Sean M. Wiswesser | Naval Institute Press | 21 April 2026
Review By:
Sean M. Wiswesser’s Tradecraft, Tactics, and Dirty Tricks (Naval Institute Press, 2026) is a rare find in the contemporary library of works dedicated to chronicling the activities of the Russian Intelligence Services (RIS). The author’s operational career afforded him extensive face-to-face interactions with RIS officers, either those targeted for recruitment abroad or those already resettled after successfully concluding their espionage work on behalf of the U.S. He makes deft use of both his and their stories, as well as “inside baseball” anecdotes to portray the day-to-day human side of Russian intelligence work.
Since “What’s past is prologue,” the author traces the long and bloody czarist, then Soviet history of terror that has coalesced into the intelligence and security bureaucracies that we know today as the RIS. His detailed organizational blueprint may be slow going for the novice, but the teaching point is clear: the RIS is not a monolith but rather a hydra of agencies, departments, military units, academies, directorates, and institutes, each with its own specialized expertise and foibles.
The real achievement of the book is the telling of the RIS story from the viewpoint of the individual RIS officer. If you’ve ever wondered what RIS officers sound like in conversation about their daily work, this book aims to fill that need. Their lives are beyond stressful: years of training, indoctrination into the absurdities (and dishonesty) of Russian bureaucratic life, hazing, the pressure to collect intelligence (either real or imagined), academic corruption, financial corruption, bribery, etc. It’s no wonder that vodka is an RIS daily staple.
Widespread diplomatic recognition of the fledgling Soviet state in the years immediately following the 1917 revolution came slowly. Illegals dispatched without diplomatic cover or immunity were already an established Czarist tool, so illegal-centric intelligence operations and collection continued unabated into the early Soviet times and continues worldwide to this day. Mr. Wiswesser’s chapter on RIS illegals is especially rich with examples of illegals, their successes and failures over the last one hundred years. He intersperses a review of these cases with some startling never-before-published vignettes that will convince the reader of the difficulties inherent in the RIS illegals program. The glaring exceptions, of course, are the well-publicized and quite terrifying lethal assassinations that have taken place in the West’s backyard.
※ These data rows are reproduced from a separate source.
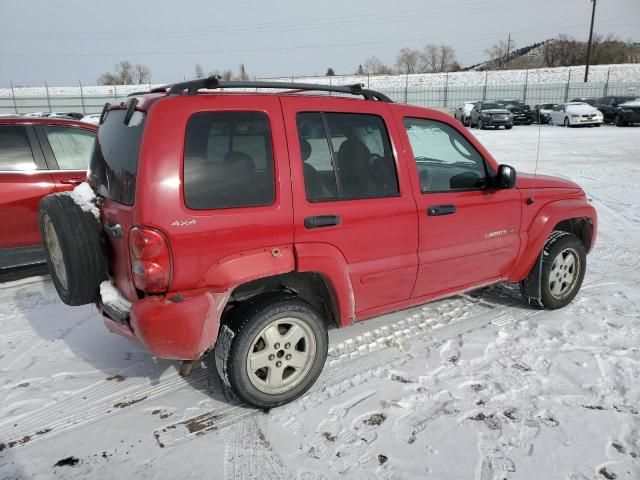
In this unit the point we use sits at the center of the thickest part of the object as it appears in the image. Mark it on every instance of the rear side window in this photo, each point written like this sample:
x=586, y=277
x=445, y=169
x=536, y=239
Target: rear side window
x=71, y=146
x=15, y=151
x=114, y=163
x=228, y=161
x=346, y=156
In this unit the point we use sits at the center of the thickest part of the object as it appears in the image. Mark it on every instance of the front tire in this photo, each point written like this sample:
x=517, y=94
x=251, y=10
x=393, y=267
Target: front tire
x=275, y=350
x=564, y=261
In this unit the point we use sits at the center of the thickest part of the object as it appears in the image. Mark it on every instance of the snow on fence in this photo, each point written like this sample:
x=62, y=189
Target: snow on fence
x=547, y=85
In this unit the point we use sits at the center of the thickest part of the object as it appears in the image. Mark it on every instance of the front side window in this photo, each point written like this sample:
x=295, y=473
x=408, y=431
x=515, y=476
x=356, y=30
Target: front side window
x=72, y=147
x=446, y=161
x=346, y=156
x=15, y=151
x=228, y=161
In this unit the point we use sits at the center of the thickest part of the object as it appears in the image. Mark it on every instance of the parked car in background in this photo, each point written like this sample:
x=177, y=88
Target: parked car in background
x=522, y=114
x=38, y=156
x=93, y=118
x=588, y=100
x=574, y=114
x=541, y=112
x=71, y=115
x=490, y=114
x=620, y=110
x=463, y=111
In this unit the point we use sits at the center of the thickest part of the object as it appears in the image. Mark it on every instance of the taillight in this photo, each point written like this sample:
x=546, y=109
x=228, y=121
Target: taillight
x=150, y=260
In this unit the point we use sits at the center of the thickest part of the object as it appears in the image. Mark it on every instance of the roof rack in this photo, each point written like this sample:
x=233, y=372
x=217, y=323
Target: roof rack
x=214, y=82
x=160, y=89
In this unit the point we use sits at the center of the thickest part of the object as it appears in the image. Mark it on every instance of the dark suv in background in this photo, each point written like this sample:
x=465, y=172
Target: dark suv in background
x=490, y=114
x=620, y=110
x=522, y=114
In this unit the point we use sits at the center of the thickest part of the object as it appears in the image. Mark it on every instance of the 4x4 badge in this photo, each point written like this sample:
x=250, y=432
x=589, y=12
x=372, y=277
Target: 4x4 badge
x=183, y=223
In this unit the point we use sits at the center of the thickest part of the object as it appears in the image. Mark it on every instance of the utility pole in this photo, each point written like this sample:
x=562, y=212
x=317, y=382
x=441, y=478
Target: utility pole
x=593, y=15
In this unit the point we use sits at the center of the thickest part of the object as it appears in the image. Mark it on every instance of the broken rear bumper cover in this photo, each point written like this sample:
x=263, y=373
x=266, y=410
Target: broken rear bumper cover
x=180, y=325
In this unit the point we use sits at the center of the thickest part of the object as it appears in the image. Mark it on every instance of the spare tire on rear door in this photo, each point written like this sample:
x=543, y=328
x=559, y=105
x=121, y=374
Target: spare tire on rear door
x=71, y=237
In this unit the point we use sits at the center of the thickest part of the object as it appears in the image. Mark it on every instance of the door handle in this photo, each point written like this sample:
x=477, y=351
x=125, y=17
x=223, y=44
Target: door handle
x=72, y=181
x=437, y=210
x=320, y=221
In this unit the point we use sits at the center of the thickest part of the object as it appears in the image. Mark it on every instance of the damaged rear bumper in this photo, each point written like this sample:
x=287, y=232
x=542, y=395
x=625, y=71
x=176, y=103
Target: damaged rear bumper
x=180, y=325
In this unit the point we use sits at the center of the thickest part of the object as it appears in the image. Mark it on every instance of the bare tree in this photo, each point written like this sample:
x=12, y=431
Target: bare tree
x=499, y=54
x=438, y=58
x=108, y=79
x=125, y=74
x=142, y=73
x=407, y=60
x=375, y=66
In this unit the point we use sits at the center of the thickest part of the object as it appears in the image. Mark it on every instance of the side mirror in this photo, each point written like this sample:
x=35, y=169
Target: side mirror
x=506, y=177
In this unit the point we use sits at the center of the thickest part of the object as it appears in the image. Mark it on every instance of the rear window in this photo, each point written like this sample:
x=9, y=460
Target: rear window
x=15, y=152
x=228, y=161
x=114, y=163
When it comes to RIS information and influence operations, credit to Mr. Wiswesser’s ability to maintain his intelligence officer credentials and to avoid signing on to the various partisan narratives that have competed for attention in the U.S. news cycle. Disinformation, misinformation, politology, active measures, dirty tricks, influence operations, and propaganda are all valid and related terms that trace their DNA to Lenin’s views on the importance of agitation and propaganda to achieve Soviet revolutionary goals abroad. Putin’s entire educational experience is in fact Leninist, so it is no surprise that Mr. Wiswesser stresses that RIS active measures mirror Lenin’s views that (bourgeois) democracy is inherently weak and that its contradictory divisions are ripe for RIS exploitation and disruption. Cheerleading one side or another is at cross purposes with this mindset. The author provides a most readable and authoritative account of the RIS’ spreading of false narratives about US election integrity and other disturbing themes designed to inflame and to agitate the U.S. population.
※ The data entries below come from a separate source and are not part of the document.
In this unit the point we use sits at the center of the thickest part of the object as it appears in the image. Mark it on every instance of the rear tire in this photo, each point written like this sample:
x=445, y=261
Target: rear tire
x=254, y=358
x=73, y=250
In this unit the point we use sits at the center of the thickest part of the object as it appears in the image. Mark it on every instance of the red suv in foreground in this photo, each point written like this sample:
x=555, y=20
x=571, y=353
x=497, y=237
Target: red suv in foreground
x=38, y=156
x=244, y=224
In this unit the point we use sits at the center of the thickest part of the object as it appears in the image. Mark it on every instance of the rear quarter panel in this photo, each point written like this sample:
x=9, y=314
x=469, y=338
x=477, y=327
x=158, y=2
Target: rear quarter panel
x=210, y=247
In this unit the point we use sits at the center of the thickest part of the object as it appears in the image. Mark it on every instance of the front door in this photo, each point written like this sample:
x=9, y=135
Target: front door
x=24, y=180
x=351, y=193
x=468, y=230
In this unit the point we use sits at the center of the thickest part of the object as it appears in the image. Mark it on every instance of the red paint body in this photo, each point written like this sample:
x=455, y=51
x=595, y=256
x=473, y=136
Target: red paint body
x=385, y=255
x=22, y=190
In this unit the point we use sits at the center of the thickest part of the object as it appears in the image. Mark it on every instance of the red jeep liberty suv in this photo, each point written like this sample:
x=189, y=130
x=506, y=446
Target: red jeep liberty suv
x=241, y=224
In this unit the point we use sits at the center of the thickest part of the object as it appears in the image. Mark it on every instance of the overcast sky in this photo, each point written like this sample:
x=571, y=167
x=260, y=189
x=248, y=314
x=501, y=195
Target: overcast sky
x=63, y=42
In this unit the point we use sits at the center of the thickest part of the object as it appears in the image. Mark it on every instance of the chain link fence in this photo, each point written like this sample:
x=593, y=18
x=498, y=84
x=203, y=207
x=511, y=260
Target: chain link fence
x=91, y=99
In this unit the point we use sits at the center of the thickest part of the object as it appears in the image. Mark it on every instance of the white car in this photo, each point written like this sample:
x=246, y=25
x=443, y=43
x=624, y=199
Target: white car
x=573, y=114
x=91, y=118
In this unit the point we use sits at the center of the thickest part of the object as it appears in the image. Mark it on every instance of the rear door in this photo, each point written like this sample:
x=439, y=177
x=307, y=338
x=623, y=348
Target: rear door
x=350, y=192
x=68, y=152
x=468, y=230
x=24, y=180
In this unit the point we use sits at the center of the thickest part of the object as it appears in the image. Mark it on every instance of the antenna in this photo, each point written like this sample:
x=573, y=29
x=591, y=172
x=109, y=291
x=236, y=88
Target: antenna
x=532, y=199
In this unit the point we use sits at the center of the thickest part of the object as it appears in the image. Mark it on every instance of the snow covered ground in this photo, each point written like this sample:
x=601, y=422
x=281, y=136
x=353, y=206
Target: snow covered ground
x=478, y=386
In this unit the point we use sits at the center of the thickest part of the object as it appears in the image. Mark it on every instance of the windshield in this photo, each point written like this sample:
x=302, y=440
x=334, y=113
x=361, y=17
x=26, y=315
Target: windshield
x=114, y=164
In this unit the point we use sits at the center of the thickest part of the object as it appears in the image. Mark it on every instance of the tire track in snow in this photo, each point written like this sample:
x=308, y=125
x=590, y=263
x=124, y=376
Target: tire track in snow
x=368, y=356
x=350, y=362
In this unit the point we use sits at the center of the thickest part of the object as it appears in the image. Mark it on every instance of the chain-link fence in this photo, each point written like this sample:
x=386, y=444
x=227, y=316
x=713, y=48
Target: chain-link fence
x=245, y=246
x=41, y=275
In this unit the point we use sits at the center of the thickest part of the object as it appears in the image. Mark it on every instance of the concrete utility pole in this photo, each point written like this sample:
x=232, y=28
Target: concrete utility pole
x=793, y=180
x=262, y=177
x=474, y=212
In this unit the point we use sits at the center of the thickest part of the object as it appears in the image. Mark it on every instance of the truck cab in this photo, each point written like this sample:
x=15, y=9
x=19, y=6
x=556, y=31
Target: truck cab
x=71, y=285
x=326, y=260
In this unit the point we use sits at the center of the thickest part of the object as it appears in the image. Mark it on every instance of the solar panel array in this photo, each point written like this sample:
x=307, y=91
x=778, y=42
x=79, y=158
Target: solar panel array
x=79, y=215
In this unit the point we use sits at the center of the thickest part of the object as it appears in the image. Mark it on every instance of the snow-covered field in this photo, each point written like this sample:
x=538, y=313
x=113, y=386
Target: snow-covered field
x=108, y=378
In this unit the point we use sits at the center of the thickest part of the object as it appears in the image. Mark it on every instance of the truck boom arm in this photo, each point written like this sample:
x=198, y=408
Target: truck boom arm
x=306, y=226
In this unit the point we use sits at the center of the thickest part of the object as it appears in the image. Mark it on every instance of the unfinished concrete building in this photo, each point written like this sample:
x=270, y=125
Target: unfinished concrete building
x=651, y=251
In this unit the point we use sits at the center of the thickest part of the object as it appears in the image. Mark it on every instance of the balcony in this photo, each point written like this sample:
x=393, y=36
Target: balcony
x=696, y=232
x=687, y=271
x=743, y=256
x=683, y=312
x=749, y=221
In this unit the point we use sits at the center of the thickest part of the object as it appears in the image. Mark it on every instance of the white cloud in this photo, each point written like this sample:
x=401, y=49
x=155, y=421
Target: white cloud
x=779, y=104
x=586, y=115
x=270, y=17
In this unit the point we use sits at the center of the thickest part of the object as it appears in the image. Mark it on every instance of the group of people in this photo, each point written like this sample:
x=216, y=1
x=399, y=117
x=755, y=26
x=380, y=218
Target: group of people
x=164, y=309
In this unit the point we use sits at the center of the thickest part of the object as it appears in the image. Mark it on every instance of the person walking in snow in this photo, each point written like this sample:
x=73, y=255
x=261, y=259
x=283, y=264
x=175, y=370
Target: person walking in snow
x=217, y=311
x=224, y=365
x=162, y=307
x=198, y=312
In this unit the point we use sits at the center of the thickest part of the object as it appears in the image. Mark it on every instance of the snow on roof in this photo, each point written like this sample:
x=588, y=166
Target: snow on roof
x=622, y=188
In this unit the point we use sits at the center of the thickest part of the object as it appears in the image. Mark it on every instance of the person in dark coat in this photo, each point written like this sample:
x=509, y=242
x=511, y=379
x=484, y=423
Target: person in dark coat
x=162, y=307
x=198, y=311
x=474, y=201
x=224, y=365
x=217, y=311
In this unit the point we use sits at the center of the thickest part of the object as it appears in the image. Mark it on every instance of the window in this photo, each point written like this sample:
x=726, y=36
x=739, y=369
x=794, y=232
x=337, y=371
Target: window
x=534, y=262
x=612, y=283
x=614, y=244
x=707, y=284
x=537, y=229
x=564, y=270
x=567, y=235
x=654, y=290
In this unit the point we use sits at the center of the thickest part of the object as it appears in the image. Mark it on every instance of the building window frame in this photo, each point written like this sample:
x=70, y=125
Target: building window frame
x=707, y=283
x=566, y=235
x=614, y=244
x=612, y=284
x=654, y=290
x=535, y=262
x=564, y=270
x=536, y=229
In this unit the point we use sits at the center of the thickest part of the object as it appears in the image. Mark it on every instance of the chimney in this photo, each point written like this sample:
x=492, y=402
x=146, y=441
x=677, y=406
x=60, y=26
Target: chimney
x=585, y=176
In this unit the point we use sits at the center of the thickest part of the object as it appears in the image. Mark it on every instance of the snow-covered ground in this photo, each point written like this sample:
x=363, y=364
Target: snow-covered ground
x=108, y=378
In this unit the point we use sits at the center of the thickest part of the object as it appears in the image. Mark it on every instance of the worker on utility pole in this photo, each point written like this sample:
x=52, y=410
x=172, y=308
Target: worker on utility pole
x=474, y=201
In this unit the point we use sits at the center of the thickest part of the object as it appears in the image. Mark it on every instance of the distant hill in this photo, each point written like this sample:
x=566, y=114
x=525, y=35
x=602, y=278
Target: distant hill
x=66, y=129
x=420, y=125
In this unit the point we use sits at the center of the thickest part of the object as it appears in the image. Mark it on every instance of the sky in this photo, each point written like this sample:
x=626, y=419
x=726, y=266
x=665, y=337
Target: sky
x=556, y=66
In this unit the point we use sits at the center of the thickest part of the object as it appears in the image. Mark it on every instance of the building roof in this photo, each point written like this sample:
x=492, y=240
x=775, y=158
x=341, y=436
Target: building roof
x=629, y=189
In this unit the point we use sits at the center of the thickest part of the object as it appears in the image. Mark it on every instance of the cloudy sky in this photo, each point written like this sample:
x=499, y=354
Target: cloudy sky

The case study on the Ukraine war brings the reader full circle and into the present day with an analysis of the RIS performance in pre-war planning and the post-invasion conduct of hybrid warfare. Where did Russian and RIS planning go wrong? How did the RIS contribute, if at all, to the failure to achieve a quick and decisive victory? Has Putin now lost faith in his favorite power ministries? There will be no spoilers here, but suffice to say that the author delves headfirst into these questions.
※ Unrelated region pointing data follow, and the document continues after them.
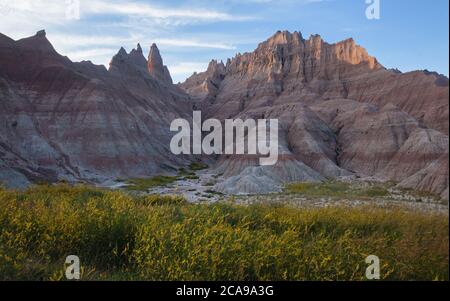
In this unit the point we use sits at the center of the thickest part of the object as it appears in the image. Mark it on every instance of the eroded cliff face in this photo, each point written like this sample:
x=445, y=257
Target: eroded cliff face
x=80, y=122
x=342, y=113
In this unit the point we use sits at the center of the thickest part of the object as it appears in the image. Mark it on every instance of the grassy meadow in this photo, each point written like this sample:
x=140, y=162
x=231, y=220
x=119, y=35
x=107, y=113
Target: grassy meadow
x=123, y=237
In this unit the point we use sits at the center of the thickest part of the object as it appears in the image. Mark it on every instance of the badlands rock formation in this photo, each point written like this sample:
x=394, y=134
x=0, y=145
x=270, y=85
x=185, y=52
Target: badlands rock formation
x=342, y=114
x=81, y=122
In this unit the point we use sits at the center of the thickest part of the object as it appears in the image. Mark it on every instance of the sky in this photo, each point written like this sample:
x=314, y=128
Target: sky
x=408, y=35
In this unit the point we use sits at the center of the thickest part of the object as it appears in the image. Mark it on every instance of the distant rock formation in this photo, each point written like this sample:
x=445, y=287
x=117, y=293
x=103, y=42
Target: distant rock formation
x=342, y=112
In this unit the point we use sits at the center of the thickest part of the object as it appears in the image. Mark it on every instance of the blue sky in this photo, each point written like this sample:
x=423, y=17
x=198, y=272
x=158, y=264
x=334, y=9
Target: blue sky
x=410, y=34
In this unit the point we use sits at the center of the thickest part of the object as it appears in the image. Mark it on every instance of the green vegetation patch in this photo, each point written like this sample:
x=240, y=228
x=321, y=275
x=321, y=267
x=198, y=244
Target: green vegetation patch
x=121, y=237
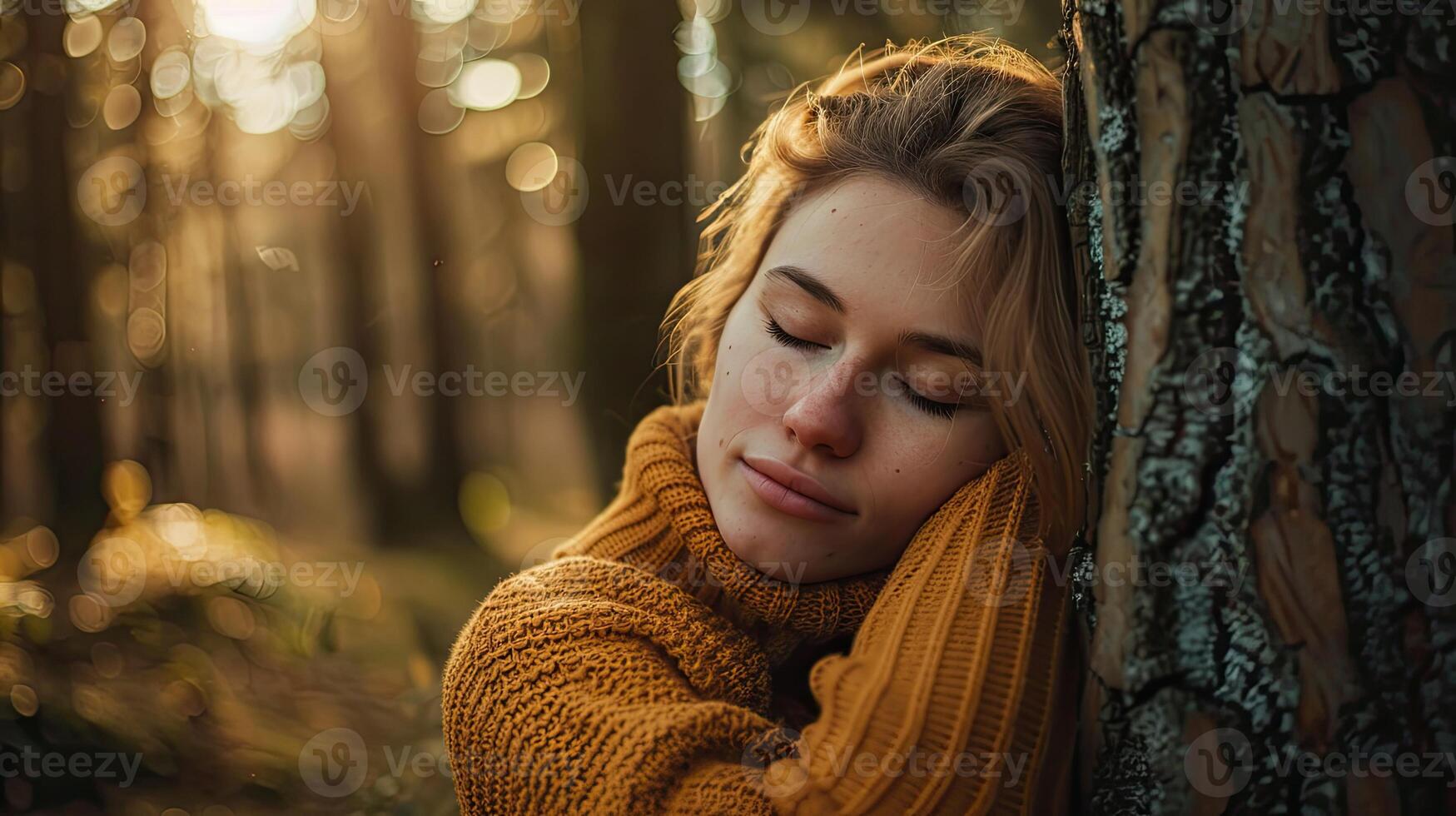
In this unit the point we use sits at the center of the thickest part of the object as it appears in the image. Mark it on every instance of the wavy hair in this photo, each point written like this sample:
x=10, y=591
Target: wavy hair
x=976, y=126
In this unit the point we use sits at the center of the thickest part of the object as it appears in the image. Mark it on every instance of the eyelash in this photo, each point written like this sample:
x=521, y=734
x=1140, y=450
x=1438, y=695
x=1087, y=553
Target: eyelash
x=942, y=410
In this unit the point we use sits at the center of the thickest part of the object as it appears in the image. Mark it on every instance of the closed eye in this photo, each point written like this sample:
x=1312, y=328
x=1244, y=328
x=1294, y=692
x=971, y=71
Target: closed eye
x=777, y=332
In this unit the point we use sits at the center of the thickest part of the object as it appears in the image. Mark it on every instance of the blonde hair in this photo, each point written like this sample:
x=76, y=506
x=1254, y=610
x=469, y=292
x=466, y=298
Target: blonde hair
x=941, y=118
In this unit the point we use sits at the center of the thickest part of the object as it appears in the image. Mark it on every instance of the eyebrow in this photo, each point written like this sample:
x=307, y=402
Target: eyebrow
x=818, y=291
x=939, y=344
x=812, y=285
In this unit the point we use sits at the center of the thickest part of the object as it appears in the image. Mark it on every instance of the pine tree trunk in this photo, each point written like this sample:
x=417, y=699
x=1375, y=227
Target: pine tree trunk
x=1263, y=207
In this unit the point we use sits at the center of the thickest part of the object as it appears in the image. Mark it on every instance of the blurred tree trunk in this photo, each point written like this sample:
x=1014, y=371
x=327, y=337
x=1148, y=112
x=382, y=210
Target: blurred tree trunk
x=1306, y=233
x=632, y=111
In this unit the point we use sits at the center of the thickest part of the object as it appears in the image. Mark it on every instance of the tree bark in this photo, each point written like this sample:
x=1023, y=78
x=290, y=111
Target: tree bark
x=1261, y=207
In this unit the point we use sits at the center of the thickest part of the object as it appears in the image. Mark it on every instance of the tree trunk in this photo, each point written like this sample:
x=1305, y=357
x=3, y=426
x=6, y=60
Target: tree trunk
x=1263, y=207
Mr. Wiswesser’s comprehensive compendium of RIS history and his exploration of their present-day policymaking input into Putin’s decision-making will be of interest to the next generation of Russophile intelligence officers, analysts, and anyone who follows the predictably unpredictable decision-making of the USA’s main foreign affairs antagonist. “Cold Warriors” will enjoy the espionage retrospective that covers everything from the Clayton Lonetree case to the bugging of the U.S. State Department conference room—serious cases with serious lessons learned that should never be forgotten.
As reported in the book, RIS officers drink to the following toast: “We beat them, we are beating them, we will beat them.” Not on our watch.
AFIO member Charles Jones is a retired CIA Operations Officer with overseas experience working the Russian target. He holds a M.A. in Russian Area Studies from Georgetown University.